The reader witnesses the undoing of Ruby through the eyes of her sympathetic father, Glen, who tries over and over to save her from her decline into addictions and deprivation.  We are with him through his initial disbelief, through his slow realization that life will never be the same, through his desperation to save Ruby.  From his perspective, there is no reason why he can’t help her overcome her illness and return to being the Ruby she once was.

Part of Eriksson’s brilliance in this, her fourth novel, springs from her choice to tell this story from two points of view: Glen’s, with whom many readers will identify, and Ruby’s as well.  We sympathize with both.  Ruby has her own reasons to feel unsafe, even if those reasons are not reasonable.  She articulates them, describing her impossible situation.  She tries to manage the voices that interfere with her family life, university courses and friends.  Of course, she can’t.   And because Ruby describes the problems, the haunting seriousness of them, the reader begins to understand too.  Eriksson balances these two points of view, Glen’s and Ruby’s, with respect and considerable neutrality, which leaves the reader aching for Ruby and for the knot that has become the family, the conundrum at the heart of serious mental illness.

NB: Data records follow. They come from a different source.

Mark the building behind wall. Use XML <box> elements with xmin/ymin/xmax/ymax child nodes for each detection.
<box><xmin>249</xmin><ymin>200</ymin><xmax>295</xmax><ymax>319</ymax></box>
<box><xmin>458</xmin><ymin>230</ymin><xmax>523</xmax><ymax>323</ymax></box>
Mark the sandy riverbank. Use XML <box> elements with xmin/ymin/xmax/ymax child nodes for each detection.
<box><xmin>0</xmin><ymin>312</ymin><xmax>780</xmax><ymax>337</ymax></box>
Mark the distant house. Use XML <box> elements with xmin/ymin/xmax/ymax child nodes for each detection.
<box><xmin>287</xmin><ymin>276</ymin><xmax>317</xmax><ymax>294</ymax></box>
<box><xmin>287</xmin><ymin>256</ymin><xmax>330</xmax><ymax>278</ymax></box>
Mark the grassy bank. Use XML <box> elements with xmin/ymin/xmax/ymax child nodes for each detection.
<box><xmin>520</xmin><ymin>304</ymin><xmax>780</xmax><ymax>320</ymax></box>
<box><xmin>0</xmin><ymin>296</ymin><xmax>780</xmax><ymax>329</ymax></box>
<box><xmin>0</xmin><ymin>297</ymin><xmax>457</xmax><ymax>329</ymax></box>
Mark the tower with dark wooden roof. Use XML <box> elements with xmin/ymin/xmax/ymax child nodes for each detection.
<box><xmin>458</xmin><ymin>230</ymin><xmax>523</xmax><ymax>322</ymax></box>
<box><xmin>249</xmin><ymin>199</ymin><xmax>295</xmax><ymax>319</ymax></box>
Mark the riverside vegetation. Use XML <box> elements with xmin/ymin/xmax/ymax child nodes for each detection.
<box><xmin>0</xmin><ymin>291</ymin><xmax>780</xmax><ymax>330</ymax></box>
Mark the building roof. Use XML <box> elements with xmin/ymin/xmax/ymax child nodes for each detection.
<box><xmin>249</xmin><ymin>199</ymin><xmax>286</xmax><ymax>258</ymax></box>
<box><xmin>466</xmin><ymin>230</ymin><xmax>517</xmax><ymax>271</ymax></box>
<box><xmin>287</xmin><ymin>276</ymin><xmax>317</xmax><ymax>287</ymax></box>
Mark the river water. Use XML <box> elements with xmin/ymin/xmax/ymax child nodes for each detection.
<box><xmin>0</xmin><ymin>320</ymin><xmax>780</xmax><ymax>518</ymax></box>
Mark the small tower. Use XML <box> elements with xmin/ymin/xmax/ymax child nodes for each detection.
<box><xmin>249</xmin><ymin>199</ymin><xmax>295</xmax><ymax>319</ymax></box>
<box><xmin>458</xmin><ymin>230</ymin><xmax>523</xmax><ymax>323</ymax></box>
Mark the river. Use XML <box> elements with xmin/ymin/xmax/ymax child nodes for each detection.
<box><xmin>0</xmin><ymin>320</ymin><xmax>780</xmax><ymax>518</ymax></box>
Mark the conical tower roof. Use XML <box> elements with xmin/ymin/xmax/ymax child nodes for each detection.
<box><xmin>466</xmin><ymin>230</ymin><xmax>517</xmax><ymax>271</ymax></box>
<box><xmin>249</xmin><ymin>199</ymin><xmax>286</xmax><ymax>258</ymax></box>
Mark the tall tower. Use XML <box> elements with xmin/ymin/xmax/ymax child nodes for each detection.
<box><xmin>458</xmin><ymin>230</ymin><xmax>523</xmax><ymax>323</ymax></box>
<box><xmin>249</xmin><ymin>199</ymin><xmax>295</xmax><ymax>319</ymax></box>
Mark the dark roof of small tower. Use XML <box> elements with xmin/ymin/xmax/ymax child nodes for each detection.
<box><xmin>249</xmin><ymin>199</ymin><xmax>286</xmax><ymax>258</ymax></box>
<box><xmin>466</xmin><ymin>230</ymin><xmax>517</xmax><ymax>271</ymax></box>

At the same time, whales are dying.  Glen is a marine biologist who studies killer whales in the Salish Sea.  He collects data that suggests toxic waste in the oceans off the west coast of Canada is endangering whale habitat and whale populations.  Glen has two problems: Ruby and the whales — and he believes they might be related.

Eriksson is a novelist and an ecologist.  Both interests serve to create this very fine book.  She details the lives of killer whales and their habitat, as well as the lives of their researchers, with convincing authority.  Her descriptions of mental illness and its effects are believable.

High Clear Bell of Morning is not overwritten; it is to the point. All the details — emotional, scientific, medical, social — are presented with a credible, eponymous clarity.  But it is Eriksson’s ability to draw character with care and compassion that most successfully sustains this novel.  That is what made me cry.

Arleen Pare is a Victoria writer; her new book of poetry, Lake of Two Mountains, is published by Brick Books.